Once your jackfruit is fully cooked it’s ready to go. I used this jackfruit to make a delicious ‘chicken’ fatteh (a sort of salad made with homemade pita chips, chickpeas, vegetables, pine nuts, and a garlic yogurt sauce). However, it’s equally delicious over rice, with a salad, or in a traditional shawarma sandwich. It even freezes well, too – you’ll just want to stick it under the broiler to warm it back up and make it crispy before eating it. Once it’s all fully cooked you’ll be left with something that quite honestly looks nearly indistinguishable from actual chicken:

Jackfruit 'Chicken'
Here’s how to make the most delicious vegan shredded jackfruit, which can be used in any recipe you’d use pulled chicken or pork in.

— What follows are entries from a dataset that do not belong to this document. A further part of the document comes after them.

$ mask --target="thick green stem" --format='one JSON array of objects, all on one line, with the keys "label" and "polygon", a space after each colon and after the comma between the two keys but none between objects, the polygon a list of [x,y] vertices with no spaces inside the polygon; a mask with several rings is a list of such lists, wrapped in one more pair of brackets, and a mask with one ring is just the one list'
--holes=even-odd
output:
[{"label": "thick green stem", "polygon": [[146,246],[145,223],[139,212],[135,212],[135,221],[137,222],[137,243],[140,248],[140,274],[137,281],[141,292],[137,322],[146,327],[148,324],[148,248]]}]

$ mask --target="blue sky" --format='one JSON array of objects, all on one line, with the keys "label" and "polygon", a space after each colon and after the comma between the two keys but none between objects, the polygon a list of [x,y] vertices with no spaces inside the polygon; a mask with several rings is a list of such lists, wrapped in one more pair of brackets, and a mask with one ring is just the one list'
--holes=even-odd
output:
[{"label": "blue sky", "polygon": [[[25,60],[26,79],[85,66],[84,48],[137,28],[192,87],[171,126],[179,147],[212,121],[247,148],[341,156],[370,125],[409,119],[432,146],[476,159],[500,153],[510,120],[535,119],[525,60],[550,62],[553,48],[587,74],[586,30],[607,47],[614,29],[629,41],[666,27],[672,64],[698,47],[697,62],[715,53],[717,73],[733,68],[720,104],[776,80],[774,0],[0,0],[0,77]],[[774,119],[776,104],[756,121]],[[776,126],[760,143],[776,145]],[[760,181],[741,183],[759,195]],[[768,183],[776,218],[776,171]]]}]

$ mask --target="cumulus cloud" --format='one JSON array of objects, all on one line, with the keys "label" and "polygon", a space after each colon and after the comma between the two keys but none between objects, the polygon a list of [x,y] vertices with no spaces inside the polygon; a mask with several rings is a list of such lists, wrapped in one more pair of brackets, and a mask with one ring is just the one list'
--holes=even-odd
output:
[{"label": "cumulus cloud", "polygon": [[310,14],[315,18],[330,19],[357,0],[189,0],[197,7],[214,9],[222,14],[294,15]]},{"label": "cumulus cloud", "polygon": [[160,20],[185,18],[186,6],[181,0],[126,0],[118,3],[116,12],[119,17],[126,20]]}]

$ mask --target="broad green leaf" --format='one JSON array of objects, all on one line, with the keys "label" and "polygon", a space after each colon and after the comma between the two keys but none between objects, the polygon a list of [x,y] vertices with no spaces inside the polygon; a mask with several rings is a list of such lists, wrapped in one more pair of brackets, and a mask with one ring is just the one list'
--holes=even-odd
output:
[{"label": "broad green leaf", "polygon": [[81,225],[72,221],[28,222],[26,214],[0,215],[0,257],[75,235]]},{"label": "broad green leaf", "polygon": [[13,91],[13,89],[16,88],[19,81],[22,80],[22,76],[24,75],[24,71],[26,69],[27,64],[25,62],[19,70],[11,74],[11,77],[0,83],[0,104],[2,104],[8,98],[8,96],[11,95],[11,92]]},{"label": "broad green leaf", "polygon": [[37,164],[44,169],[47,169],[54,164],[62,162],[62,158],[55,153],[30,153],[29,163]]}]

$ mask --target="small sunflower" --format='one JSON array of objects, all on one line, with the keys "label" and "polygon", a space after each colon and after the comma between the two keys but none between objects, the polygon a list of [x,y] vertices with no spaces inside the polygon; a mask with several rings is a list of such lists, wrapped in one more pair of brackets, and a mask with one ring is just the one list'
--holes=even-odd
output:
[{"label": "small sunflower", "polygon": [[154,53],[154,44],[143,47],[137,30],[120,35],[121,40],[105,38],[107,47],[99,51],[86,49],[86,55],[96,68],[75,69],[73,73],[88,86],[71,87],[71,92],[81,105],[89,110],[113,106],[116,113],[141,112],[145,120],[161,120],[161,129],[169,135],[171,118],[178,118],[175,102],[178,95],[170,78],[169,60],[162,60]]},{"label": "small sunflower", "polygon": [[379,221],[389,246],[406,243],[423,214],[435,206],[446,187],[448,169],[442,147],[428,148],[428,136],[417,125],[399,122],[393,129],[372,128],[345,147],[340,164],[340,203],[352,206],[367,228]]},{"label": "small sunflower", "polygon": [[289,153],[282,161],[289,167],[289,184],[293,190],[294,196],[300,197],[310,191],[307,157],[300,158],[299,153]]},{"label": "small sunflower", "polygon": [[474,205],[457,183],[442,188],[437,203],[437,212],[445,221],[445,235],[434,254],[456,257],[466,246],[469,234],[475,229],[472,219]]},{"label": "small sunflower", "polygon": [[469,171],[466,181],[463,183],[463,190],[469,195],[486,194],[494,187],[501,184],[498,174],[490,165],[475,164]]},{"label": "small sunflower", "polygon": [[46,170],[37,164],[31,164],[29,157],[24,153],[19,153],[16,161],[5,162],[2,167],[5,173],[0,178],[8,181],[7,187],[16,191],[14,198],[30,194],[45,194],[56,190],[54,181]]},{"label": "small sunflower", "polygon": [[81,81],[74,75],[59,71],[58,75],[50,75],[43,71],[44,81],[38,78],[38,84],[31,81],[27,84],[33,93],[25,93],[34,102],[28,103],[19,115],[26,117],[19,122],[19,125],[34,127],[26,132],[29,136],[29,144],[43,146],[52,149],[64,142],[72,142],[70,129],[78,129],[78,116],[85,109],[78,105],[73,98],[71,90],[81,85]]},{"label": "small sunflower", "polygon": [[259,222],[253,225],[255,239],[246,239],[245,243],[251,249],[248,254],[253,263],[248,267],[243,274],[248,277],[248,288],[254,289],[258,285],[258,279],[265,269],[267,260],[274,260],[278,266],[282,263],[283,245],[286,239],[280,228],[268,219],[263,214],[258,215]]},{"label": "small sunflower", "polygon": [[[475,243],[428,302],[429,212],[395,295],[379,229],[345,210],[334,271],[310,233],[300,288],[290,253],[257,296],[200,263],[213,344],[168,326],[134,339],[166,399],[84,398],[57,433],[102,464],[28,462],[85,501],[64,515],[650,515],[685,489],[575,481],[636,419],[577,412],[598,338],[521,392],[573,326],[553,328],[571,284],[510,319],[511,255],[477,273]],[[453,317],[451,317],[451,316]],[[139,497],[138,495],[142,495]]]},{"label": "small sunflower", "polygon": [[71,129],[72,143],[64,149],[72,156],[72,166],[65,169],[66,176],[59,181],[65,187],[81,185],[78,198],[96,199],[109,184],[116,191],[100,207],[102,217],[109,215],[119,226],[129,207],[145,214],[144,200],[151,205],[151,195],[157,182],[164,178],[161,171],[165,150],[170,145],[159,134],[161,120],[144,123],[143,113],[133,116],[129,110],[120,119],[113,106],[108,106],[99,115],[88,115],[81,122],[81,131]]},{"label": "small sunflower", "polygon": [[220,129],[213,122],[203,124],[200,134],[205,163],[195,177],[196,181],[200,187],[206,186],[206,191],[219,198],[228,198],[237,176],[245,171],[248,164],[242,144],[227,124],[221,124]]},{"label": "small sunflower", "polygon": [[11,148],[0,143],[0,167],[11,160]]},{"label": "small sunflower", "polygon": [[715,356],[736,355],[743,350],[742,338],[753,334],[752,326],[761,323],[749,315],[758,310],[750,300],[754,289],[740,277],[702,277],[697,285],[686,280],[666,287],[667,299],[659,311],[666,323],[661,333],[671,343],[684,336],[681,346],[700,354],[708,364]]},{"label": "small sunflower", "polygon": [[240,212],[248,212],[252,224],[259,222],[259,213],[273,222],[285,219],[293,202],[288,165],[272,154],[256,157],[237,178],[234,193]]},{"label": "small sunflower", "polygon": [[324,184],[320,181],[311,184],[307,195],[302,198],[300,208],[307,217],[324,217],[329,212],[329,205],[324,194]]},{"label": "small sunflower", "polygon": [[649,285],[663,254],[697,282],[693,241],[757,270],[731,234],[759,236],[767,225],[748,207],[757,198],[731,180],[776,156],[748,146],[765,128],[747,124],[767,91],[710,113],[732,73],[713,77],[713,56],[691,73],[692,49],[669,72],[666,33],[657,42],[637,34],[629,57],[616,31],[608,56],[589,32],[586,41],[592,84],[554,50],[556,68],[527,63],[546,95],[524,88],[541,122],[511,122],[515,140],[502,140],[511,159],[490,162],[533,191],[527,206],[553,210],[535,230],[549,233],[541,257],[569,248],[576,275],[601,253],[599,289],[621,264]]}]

Jackfruit ‘Chicken’ Shawarma

This plant-based vegan shawarma 'meat' is made from green jackfruit, and is perfect for wraps, bowls, and other dishes.
Prep Time5 mins
Cook Time1 hr
Marinating Time1 hr
Total Time2 hrs 5 mins
Course: Barbecue, Dinner, Lunch, Main Course
Cuisine: Arabic, Lebanese, Levantine, Middle Eastern
Keyword: how to cook jackfruit, how to make jackfruit chicken, jackfruit shawarma, shawarma, vegan shawarma, vegetarian shawarma
Servings: 4 people
Author: The Elegant Economist
Cost: $4

Equipment

  • Baking sheet
  • Foil

Ingredients

  • 2 20 oz tins of young green jackfruit in brine (2x 560g tins)
  • 2 Tbsp shawarma spice (recipe below)
  • 2 Tbsp olive oil
  • 2 tsp apple cider vinegar
  • 1 tsp coarse sea salt

Instructions

  • Drain your jackfruit and rinse thoroughly. Drain for a few minutes to remove any excess water.
    Raw Green Jackfruit
  • Coat your jackfruit in shawarma spice and add your oil, vinegar, and salt. Marinate for at least an hour, or up to 24 hours.
  • Preheat your oven to 350°F (175°C). Line a baking sheet with foil.
  • Place your marinated jackfruit on the sheet and bake for 45 minutes. After 45 minutes use two forks to shred the jackfruit. Return to the oven for an additional 15 minutes, or until the texture of the jackfruit is like dry shredded chicken.
  • Remove from the oven, cool, and freeze – or for immediate use, place under the broiler for 2-4 minutes until smoky and crispy.

Notes

Can be frozen for up to 3 months. Defrost and place under the broiler for 5 minutes or so until reheated.

Shawarma Spice Blend

Make a kebab-shop worthy shawarma yourself at home with this shawarma spice blend.
Prep Time2 mins
Course: Seasoning
Cuisine: Mediterranean, Middle Eastern
Keyword: seasoning, shawarma, spices
Author: The Elegant Economist

Ingredients

  • 2 Tbsp garlic powder
  • 1 Tbsp black peppercorns (or ground)
  • 1 Tbsp white peppercorns (or ground)
  • 2 Tbsp allspice berries (or ground)
  • 2 medium cinnamon sticks (or 1 Tbsp ground)
  • 4-6 blades of mace (or nutmeg, or 1 Tbsp ground)
  • 1 Tbsp cardamom (green), seeds (or 1 Tbsp ground)
  • ½ Tbsp chili powder (or chipotle powder)
  • ½ Tbsp Aleppo pepper (optional)
  • ½ Tbsp dried marjoram (or oregano)
  • ½ tsp cloves, whole (or ½ tsp ground)

Instructions

  • Grind all spices. Blend thoroughly.

Notes

This will keep in a cool, dark place for up to six months. This will yield approximately 2 ounces (60 grams) of spice.